The current technique’s fundamental flaw is that it produces various results for the same data. Both basic and parallel clustering approaches are constructed and studied in this work to highlight their greatest qualities. Simple K-Mean methods have shortcomings, and parallel k-mean approaches resolve those weaknesses. The results of parallel k-mean techniques are always the same: improved cluster quality, fewer executions, and faster execution times.

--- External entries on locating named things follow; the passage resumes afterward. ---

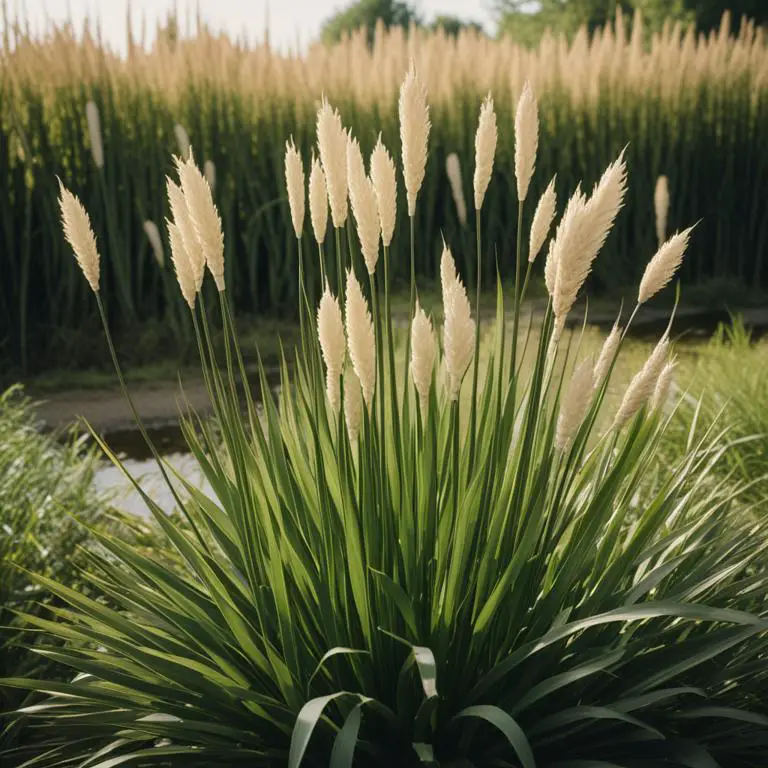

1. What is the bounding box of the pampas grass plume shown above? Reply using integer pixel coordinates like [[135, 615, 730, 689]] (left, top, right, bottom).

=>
[[346, 270, 376, 409], [613, 336, 669, 429], [176, 152, 226, 292], [637, 227, 693, 304], [166, 177, 205, 292], [371, 134, 397, 248], [85, 101, 104, 169], [142, 219, 165, 269], [653, 176, 669, 247], [167, 221, 197, 310], [528, 175, 557, 263], [173, 123, 192, 162], [443, 278, 475, 401], [445, 152, 467, 227], [411, 299, 437, 409], [59, 179, 99, 293], [515, 82, 539, 203], [594, 322, 623, 387], [317, 285, 346, 413], [317, 98, 349, 229], [555, 360, 595, 451], [344, 368, 363, 442], [285, 136, 306, 238], [398, 62, 431, 217], [474, 93, 499, 211]]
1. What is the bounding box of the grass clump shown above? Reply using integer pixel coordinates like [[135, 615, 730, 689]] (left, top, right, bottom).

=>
[[6, 69, 768, 768]]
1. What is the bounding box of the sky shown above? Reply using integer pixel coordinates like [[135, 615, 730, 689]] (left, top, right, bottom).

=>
[[0, 0, 493, 51]]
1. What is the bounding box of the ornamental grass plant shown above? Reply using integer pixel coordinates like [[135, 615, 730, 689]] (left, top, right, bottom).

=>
[[6, 67, 768, 768]]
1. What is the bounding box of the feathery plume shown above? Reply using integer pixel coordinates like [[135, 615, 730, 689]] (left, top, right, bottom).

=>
[[515, 82, 539, 202], [85, 101, 104, 168], [613, 335, 669, 428], [650, 358, 677, 411], [653, 176, 669, 247], [553, 152, 627, 317], [544, 238, 557, 299], [317, 97, 348, 229], [309, 153, 328, 245], [555, 360, 595, 451], [637, 227, 693, 304], [317, 285, 346, 413], [347, 135, 381, 275], [440, 240, 458, 308], [59, 179, 99, 293], [398, 62, 431, 217], [166, 221, 197, 310], [203, 160, 216, 192], [285, 136, 306, 238], [176, 153, 225, 292], [166, 177, 205, 292], [371, 134, 397, 248], [411, 299, 437, 409], [443, 278, 475, 401], [344, 368, 363, 443], [474, 93, 499, 211], [445, 152, 467, 227], [594, 321, 623, 387], [528, 175, 557, 263], [143, 219, 165, 269], [173, 123, 192, 162], [346, 270, 376, 409]]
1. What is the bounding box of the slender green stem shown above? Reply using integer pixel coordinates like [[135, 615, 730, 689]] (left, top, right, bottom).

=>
[[512, 200, 523, 382], [335, 227, 344, 304], [469, 208, 483, 472], [95, 292, 210, 553]]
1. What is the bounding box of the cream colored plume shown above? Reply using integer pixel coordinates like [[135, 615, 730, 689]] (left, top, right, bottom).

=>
[[203, 160, 216, 192], [445, 152, 467, 227], [528, 175, 557, 263], [553, 152, 627, 318], [515, 82, 539, 202], [594, 322, 623, 387], [85, 101, 104, 168], [371, 134, 397, 248], [346, 270, 376, 409], [399, 62, 431, 217], [317, 98, 348, 229], [613, 335, 669, 428], [166, 221, 197, 310], [173, 123, 192, 162], [166, 177, 205, 292], [344, 368, 363, 443], [651, 358, 677, 411], [440, 240, 458, 308], [285, 137, 306, 238], [653, 176, 669, 247], [443, 279, 475, 401], [411, 299, 437, 409], [637, 227, 693, 304], [555, 360, 595, 451], [347, 136, 381, 275], [474, 93, 499, 211], [309, 154, 328, 245], [143, 219, 165, 269], [59, 179, 99, 293], [317, 285, 347, 413], [176, 153, 226, 292]]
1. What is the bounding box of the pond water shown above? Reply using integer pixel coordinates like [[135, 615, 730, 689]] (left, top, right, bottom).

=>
[[95, 310, 768, 516]]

The outcomes of the Simple K-Mean are likewise variable for different iterations or executions; as a result, the number of iterations varies depending on the iterations or executions. In some circumstances, the clustering algorithms’ outcomes are always different, and the algorithms separate and identify unique properties of the K-Mean Simple clustering algorithm from the K-Mean Parallel clustering algorithm. The Parallel K-Mean algorithms have been proven to be more efficient than the Simple K-Mean algorithms in several tests. Parallel algorithms reduce the number of executions and the amount of time it takes to complete a task. Experiments have shown that Parallel algorithms outperform the Simple K-Mean algorithm by a wide margin. The findings of the Parallel techniques are also consistent; however, the Simple K-Mean technique assembles different outcomes with each iteration or execution. In addition, the Parallel techniques reduce overall iterations and elapsed time [27].

6. Future Work

A technique for K-Mean clustering that works for many types of data should be developed in the future. When dealing with categorical data, e.g., a method should perform better. The process of selecting a “k” number of clusters is still in progress. The user should input the number of clusters in the upgraded framework. To choose “k,” which denotes the number of clusters, sophisticated procedures might be used. Although the Parallel K-Mean approach has only been tested on integer-type data, it might be extended to text-type data, such as English words. Clustering datasets that include many keywords results in the same keywords being assigned to the same groups or clusters. To search for certain terms in a document, a search engine based on the expanded K-Mean clustering technique can be introduced.

Data Availability

The authors have added the available data to support the findings of this study that are included within the article.

Disclosure

The paper is a part of the Research Project and Masters in Software Engineering thesis. This paper is based on the second objective of our project, while one paper is already submitted in the same journal, which was based on the first objective of our master thesis [26].

Conflicts of Interest

All the authors declare no conflicts of interest.

Authors’ Contributions

Each author has worked equally.

Acknowledgments

The authors would like to thank Princess Nourah bint Abdulrahman University Researchers Supporting Project number (PNURSP2022R193), Princess Nourah bint Abdulrahman University, Riyadh, Saudi Arabia. This research work was supported by the University of Nangarhar, Jalalabad Afghanistan, and University of Peshawar, Pakistan.